スポーツにおける「感覚」は、パフォーマンスを左右する重要な要素。しかし、それは極めて捉えどころのないもの。

今「これだ!」と掴んだ感覚も、次の瞬間には消えてしまう。だからこそ、その瞬間の感覚を言語化し、記録することの重要性に気づいた。
練習中に感覚のひらめきやコツに気づいたら、すぐに一旦プールから上がり、プールサイドのノートに自分の言葉で書き記した。

この気づきは、後の指導現場でも大きな意味を持つことになる。

選手たちにも、「感覚の言語化」を促す。良い感覚をつかんだ瞬間、それを自分の言葉で表現し、記録に残す。それが、確実な成長への近道となる。

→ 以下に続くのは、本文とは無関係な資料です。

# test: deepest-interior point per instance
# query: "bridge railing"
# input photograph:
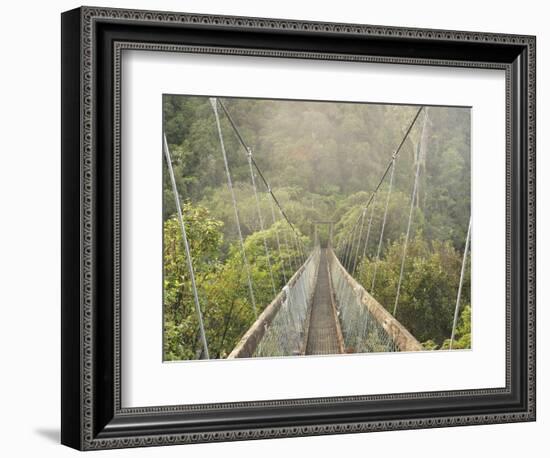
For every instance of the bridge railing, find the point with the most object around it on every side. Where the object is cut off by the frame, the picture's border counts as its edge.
(280, 328)
(366, 325)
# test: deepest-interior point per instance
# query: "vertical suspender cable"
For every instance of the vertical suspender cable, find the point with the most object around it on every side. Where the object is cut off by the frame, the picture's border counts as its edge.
(368, 231)
(213, 101)
(277, 237)
(187, 250)
(415, 187)
(462, 269)
(383, 226)
(359, 240)
(261, 220)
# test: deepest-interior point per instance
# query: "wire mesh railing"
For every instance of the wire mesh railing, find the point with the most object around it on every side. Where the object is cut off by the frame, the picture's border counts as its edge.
(366, 325)
(281, 328)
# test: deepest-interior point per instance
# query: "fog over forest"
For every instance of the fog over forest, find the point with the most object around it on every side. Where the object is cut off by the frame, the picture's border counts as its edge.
(323, 160)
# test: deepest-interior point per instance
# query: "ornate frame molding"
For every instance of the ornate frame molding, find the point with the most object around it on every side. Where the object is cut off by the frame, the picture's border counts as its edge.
(83, 23)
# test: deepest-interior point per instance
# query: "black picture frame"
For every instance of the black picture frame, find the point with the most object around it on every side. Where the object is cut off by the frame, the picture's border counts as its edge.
(92, 416)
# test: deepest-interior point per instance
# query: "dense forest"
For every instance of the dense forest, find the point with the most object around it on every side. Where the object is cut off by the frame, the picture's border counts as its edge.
(322, 161)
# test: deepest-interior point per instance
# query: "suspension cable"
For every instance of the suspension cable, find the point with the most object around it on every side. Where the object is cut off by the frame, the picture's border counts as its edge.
(187, 249)
(235, 208)
(413, 196)
(383, 227)
(261, 220)
(277, 238)
(246, 148)
(389, 166)
(459, 293)
(359, 240)
(368, 231)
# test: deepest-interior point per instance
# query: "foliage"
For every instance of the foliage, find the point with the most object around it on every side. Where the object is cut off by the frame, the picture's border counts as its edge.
(323, 160)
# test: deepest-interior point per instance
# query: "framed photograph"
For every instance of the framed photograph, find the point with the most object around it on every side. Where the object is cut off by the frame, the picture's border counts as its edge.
(277, 228)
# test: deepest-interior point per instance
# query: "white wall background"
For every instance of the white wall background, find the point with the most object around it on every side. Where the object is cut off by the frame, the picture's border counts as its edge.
(30, 230)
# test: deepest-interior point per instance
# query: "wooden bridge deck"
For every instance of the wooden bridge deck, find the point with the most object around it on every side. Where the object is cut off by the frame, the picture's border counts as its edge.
(323, 330)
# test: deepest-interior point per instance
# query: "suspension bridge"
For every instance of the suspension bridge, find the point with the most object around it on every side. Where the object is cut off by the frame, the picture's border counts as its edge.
(321, 309)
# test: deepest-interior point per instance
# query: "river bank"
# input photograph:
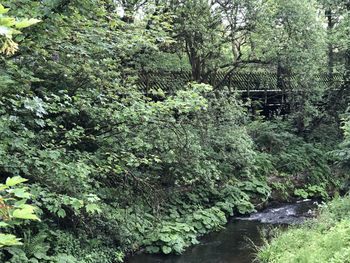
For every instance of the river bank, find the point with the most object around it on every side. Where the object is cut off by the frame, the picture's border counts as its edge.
(234, 243)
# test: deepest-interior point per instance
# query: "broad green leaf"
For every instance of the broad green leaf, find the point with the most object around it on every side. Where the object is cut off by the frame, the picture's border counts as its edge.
(5, 31)
(166, 249)
(3, 224)
(3, 10)
(26, 23)
(21, 193)
(25, 213)
(9, 240)
(61, 213)
(92, 208)
(15, 180)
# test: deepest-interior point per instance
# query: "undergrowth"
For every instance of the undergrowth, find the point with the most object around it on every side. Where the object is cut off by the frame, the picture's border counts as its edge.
(324, 239)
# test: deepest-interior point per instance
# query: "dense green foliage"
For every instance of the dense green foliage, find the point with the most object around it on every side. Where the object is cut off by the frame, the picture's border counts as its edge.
(113, 168)
(325, 239)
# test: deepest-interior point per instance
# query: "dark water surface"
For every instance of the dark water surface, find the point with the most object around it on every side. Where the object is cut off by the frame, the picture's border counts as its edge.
(233, 243)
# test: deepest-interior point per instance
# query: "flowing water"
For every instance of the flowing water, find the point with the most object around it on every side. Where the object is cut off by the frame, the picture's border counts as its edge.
(233, 243)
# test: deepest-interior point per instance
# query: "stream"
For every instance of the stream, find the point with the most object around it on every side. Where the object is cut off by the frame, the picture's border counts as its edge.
(233, 243)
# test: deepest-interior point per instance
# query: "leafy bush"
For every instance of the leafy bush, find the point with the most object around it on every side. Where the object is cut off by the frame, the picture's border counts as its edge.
(325, 239)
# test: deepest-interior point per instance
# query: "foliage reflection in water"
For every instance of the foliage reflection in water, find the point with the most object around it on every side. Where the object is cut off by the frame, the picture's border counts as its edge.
(233, 244)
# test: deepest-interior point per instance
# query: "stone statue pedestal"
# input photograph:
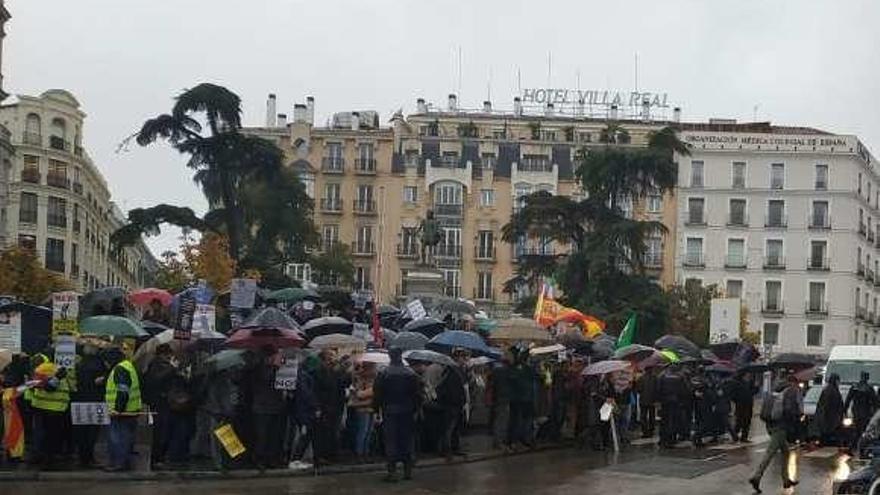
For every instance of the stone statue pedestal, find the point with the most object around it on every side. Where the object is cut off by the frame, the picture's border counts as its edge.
(424, 283)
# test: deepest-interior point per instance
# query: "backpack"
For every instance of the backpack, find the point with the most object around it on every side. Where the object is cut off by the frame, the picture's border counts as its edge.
(772, 407)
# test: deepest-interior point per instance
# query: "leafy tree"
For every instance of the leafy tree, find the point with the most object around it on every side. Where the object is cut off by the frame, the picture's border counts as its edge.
(690, 309)
(25, 278)
(259, 205)
(334, 263)
(604, 274)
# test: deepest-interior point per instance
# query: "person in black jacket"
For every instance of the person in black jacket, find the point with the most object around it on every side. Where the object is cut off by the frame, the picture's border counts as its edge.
(863, 400)
(397, 394)
(744, 391)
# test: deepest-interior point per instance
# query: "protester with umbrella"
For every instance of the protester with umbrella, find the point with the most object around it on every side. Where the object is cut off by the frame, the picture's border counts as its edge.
(397, 399)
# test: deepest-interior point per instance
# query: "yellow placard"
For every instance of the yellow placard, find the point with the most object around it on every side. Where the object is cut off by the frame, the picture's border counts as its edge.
(229, 440)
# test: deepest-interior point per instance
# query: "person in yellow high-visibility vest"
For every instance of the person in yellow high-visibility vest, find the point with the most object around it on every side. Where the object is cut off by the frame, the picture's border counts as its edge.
(50, 401)
(123, 397)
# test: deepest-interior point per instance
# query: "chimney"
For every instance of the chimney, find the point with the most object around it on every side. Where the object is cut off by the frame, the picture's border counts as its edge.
(270, 110)
(355, 121)
(310, 105)
(300, 114)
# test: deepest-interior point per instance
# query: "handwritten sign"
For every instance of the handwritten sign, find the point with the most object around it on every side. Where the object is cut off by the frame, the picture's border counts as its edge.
(65, 351)
(89, 413)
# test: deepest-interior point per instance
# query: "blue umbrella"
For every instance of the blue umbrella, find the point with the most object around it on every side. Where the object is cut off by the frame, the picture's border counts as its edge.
(449, 340)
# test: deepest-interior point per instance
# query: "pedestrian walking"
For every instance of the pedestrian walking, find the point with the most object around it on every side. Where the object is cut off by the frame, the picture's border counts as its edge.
(744, 393)
(123, 398)
(781, 411)
(863, 400)
(830, 411)
(397, 396)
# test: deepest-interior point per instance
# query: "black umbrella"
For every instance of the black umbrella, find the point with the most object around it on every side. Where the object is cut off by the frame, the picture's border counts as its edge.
(270, 318)
(793, 361)
(429, 327)
(680, 345)
(326, 326)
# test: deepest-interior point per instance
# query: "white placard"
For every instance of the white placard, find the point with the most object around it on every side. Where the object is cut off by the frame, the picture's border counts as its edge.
(65, 351)
(416, 310)
(285, 377)
(244, 292)
(10, 331)
(724, 319)
(204, 319)
(89, 413)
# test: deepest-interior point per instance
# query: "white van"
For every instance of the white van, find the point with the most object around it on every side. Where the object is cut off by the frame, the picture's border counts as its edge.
(849, 361)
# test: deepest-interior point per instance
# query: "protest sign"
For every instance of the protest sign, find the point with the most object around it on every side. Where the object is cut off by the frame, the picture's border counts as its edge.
(89, 413)
(10, 331)
(65, 311)
(244, 292)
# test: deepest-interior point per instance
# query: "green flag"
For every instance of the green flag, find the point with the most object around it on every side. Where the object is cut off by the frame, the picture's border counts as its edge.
(628, 333)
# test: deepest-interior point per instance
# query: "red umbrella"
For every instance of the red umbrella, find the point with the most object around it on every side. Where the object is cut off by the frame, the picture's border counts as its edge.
(144, 297)
(255, 338)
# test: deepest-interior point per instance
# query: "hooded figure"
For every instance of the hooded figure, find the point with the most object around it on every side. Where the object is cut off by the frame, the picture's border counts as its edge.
(830, 410)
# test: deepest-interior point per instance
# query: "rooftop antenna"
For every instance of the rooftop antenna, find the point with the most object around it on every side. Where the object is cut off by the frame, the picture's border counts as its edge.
(637, 71)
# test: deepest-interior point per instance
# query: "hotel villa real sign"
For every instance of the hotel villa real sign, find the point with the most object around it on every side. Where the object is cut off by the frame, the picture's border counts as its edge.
(593, 97)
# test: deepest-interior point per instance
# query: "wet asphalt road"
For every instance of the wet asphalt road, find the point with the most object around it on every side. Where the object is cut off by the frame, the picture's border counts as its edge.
(641, 469)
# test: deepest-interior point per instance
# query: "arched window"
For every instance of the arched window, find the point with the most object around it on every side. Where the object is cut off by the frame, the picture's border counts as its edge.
(32, 129)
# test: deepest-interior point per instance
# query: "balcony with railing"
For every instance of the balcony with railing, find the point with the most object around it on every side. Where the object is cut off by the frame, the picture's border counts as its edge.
(694, 260)
(333, 164)
(695, 219)
(776, 221)
(770, 307)
(653, 260)
(485, 294)
(535, 164)
(31, 175)
(32, 138)
(448, 210)
(816, 308)
(407, 250)
(774, 262)
(447, 251)
(331, 205)
(59, 143)
(819, 222)
(366, 166)
(363, 248)
(737, 220)
(365, 206)
(57, 180)
(818, 264)
(484, 253)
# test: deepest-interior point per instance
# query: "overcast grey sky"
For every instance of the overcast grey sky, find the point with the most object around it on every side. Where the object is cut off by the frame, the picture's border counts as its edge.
(803, 62)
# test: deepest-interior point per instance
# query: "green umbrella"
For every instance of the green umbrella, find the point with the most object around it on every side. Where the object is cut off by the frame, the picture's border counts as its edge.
(293, 294)
(112, 326)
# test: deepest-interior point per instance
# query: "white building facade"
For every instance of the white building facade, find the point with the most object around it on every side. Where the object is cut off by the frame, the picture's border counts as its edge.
(58, 203)
(787, 219)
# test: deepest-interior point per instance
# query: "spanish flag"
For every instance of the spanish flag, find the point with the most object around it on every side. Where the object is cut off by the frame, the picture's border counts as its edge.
(548, 312)
(13, 435)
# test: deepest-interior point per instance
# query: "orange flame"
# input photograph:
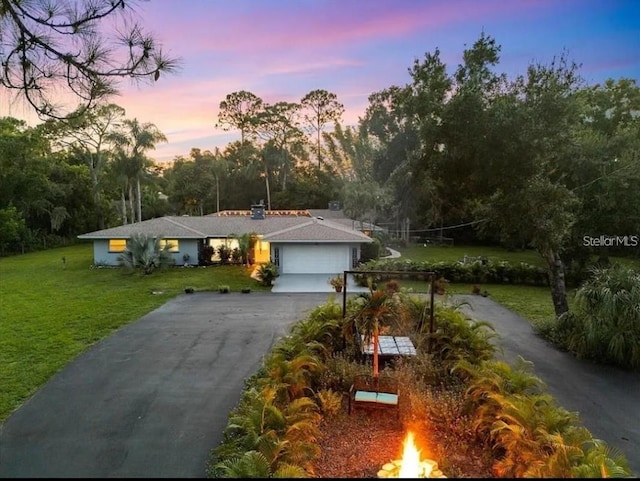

どんなスポーツでもビジネスの場面でも、気づきの定着を促したい人はぜひ取り入れてみてほしい。

科学的アプローチの重要性 - スポーツ指導の問題点

「選手を育てるのに、そんなに難しい理論は必要ないんじゃないか」

よく耳にする言葉だ。実際、日本のスポーツ界では指導者になるために特別な免許や資格は必要ない。

「選手上がり」と呼ばれる元選手たちが、自身の経験をもとに指導する。それが、当たり前となっている。

一見、それは理にかなっているように思える。実績のある選手が、その経験を次世代に伝える。その中で、「気合」や「根性」といった精神面も鍛えられる。

しかし、私はそれに反対だ。
それで本当にいいのだろうか?

「きつければ良い」
「苦しい練習なら良い」
「先代から代々受け継いできたから良い」

そんな思い込みによる指導が、どれだけの選手たちの可能性を潰してきただろうか。

特に危険なのは、トップ選手の練習方法やトレーニングを、その本質を理解せずに真似させてしまうケース。雑誌やネット、SNSで配信されたトップ選手の練習方法を、形だけ真似る「情報マウント取りたがりのエセ指導者」が後を絶たない。

しかし、練習メニューは万人共通ではない。基本中の基本である「トレーニングの3原理・5原則」に基づけば、それは明らかだ。初級者・中級者が上級者と同じ練習メニューを行っても、最大限の効果は得られない。

それどころか、骨格や筋力、関節可動域は個人差が大きい。トップ選手のフォームを単純に真似ても、身体が違う人間に同じ効率性は望めない。むしろ、怪我やパフォーマンス低下のリスクすら伴う。

確かにそれで結果を残せた選手もいるだろう。
でも、それはおそらく指導の影響ではなく、その子のポテンシャルがたまたま高かかっただけという例がほとんどである。

もちろん、科学的アプローチだけが絶対的な答えではない。論文や実験で科学的に証明されていることが、必ずしも現場レベルで通用するとは限らない。

だからこそ、理論と実践のバランスが重要になる。科学的な理論を、いかに現場にアジャストするか。その発想力と実践力が、これからの指導者には求められる。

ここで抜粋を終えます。